Validated with zod in strict mode — typos surface as errors rather than silently dropping fields. Filename tokens: {basename}, {filenameKey}, {width}, {height}, {ext}.


Tech stack

Layer Choice
Build Vite 7
UI React 19 + TypeScript
Styling Tailwind CSS v4 + shadcn/ui
Crop UI react-easy-crop
Auto-suggest smartcrop.js + native FaceDetector
ZIP export jszip (lazy-loaded)
Config validation zod
Tests vitest — 108 tests against jsdom + node-canvas

All image processing uses browser-native primitives (Canvas API, Web Worker, OffscreenCanvas).

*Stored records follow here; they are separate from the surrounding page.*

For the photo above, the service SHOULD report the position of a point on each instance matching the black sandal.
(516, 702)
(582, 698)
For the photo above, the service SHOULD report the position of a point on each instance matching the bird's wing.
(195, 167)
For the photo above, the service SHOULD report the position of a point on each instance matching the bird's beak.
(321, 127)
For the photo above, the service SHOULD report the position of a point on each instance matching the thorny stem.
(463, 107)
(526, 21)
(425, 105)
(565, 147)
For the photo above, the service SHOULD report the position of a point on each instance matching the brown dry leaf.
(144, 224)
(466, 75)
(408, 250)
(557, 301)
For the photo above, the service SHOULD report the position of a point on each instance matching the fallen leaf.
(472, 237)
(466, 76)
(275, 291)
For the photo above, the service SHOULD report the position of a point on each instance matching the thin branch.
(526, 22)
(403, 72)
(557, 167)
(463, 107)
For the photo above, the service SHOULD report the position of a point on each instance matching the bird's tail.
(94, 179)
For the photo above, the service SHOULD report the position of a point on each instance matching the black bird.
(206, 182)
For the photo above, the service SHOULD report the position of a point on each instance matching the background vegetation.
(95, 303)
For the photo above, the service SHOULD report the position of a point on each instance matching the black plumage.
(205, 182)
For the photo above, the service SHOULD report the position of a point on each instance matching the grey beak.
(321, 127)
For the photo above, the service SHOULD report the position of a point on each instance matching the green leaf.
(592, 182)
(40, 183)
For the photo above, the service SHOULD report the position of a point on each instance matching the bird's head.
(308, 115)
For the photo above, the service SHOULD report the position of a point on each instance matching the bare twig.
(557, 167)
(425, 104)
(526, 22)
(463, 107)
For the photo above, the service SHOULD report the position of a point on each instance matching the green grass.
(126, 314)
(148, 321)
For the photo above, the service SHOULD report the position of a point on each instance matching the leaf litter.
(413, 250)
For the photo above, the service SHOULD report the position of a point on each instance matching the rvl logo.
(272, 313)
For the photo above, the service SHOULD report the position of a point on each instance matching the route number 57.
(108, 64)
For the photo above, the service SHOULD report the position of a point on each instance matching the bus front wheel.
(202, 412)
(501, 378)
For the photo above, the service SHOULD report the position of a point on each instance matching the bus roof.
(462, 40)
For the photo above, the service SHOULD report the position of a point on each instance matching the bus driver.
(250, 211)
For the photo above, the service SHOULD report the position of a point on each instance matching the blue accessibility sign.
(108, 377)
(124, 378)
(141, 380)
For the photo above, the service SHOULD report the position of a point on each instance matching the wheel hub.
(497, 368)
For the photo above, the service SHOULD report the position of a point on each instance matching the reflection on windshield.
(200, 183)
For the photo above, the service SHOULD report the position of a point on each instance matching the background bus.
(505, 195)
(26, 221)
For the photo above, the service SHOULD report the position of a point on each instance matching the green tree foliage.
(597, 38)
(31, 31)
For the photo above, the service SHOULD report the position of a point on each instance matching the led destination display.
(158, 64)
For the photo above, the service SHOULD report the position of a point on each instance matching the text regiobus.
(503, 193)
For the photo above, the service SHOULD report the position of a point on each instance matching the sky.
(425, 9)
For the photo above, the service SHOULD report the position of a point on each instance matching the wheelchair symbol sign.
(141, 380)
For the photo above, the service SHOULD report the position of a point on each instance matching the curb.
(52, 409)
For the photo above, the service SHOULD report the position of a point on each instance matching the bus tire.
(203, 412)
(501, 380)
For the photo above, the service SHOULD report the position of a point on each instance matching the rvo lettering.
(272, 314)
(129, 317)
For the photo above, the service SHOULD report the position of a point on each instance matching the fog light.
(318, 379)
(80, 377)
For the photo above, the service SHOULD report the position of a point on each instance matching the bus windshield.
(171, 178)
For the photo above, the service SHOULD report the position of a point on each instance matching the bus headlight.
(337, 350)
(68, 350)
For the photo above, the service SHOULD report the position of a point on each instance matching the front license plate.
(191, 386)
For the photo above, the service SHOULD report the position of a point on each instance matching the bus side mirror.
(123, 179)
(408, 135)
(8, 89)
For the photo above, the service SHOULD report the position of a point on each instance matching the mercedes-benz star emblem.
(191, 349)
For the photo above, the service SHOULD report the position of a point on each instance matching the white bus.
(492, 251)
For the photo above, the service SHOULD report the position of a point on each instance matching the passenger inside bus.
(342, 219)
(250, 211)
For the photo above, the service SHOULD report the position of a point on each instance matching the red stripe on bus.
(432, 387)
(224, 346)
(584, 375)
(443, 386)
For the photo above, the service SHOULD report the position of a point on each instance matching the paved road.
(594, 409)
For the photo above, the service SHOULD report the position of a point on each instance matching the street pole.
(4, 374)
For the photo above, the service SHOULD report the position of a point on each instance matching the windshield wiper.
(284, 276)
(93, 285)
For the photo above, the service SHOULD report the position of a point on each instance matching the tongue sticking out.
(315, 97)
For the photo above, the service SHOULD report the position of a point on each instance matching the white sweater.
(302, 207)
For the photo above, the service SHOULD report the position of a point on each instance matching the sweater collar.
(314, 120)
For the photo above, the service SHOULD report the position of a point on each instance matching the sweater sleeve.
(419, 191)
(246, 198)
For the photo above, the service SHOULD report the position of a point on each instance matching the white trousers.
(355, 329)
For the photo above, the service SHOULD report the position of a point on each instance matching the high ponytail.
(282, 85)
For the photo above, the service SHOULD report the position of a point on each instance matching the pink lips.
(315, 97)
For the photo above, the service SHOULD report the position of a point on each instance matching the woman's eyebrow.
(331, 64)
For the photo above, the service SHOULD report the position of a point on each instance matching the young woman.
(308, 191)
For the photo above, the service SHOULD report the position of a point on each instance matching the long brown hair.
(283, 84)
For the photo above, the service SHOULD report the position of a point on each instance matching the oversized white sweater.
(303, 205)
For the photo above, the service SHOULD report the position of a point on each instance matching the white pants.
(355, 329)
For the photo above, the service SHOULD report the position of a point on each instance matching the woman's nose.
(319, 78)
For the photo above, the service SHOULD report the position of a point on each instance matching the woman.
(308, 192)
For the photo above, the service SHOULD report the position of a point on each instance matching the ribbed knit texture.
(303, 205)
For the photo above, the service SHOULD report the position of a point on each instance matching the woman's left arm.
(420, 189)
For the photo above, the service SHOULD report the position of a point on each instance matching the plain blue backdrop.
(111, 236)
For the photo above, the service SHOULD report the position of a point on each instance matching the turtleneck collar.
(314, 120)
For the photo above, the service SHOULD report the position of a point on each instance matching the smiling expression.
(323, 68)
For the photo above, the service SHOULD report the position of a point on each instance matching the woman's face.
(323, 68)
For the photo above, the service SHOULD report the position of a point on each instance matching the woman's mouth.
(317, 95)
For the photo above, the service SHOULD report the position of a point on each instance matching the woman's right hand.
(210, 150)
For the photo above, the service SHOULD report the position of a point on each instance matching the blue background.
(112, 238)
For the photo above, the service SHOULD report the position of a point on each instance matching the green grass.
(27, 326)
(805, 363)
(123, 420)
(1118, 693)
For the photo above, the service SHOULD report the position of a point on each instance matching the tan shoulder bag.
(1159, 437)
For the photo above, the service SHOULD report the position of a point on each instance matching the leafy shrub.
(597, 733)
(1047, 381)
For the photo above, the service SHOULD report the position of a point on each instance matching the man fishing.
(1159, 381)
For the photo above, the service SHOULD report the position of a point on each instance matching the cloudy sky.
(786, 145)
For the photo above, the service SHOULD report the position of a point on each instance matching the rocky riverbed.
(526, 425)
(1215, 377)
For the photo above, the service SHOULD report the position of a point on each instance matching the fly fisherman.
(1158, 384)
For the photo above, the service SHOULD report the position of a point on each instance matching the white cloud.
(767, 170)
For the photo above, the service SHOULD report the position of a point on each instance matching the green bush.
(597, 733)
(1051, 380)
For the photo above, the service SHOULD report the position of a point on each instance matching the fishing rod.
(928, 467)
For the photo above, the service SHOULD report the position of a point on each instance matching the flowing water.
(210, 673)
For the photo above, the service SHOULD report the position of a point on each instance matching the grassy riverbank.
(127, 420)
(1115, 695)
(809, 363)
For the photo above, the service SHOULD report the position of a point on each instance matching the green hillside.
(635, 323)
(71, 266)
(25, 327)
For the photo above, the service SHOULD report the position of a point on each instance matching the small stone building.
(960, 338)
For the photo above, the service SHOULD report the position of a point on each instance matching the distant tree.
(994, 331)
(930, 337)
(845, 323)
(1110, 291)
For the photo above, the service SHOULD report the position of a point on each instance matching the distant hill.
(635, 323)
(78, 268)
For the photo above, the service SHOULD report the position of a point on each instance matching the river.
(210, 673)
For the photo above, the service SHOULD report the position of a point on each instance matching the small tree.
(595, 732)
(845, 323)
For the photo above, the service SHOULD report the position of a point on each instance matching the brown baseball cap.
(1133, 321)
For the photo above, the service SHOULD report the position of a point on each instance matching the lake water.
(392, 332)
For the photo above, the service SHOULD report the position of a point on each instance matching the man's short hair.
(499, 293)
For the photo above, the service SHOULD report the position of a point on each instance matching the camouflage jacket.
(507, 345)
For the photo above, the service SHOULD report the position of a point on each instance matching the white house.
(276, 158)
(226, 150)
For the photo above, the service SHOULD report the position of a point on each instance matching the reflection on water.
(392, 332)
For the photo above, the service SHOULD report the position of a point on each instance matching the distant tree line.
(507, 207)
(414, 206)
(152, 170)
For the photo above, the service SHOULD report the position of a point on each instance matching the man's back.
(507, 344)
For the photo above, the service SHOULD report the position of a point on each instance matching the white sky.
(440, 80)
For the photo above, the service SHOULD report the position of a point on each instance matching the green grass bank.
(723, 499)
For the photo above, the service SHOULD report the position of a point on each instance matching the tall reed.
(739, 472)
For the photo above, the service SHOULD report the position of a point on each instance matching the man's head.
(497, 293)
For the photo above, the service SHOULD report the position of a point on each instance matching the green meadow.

No Electron, no WASM, no server.


Scripts

npm run dev            # Vite dev server at localhost:5173
npm run build          # tsc --build && vite build
npm run preview        # serve dist/ via wrangler pages dev
npm run deploy         # wrangler pages deploy dist
npm test               # vitest run
npm run lint           # eslint .
npm run format         # prettier --write .

Contributing

Issues and pull requests welcome.

  • Commit style: one concern per commit, present tense.
  • No new dependencies without discussion — keeping the bundle lean is part of the "no server" contract.
  • Tests come with the code: vitest against jsdom + node-canvas.

License

MIT — fork it, deploy it, adapt it. A link back is appreciated but not required.

About

Select a photo, export every configured size and format in one pass. Runs entirely client-side. No uploads, no accounts.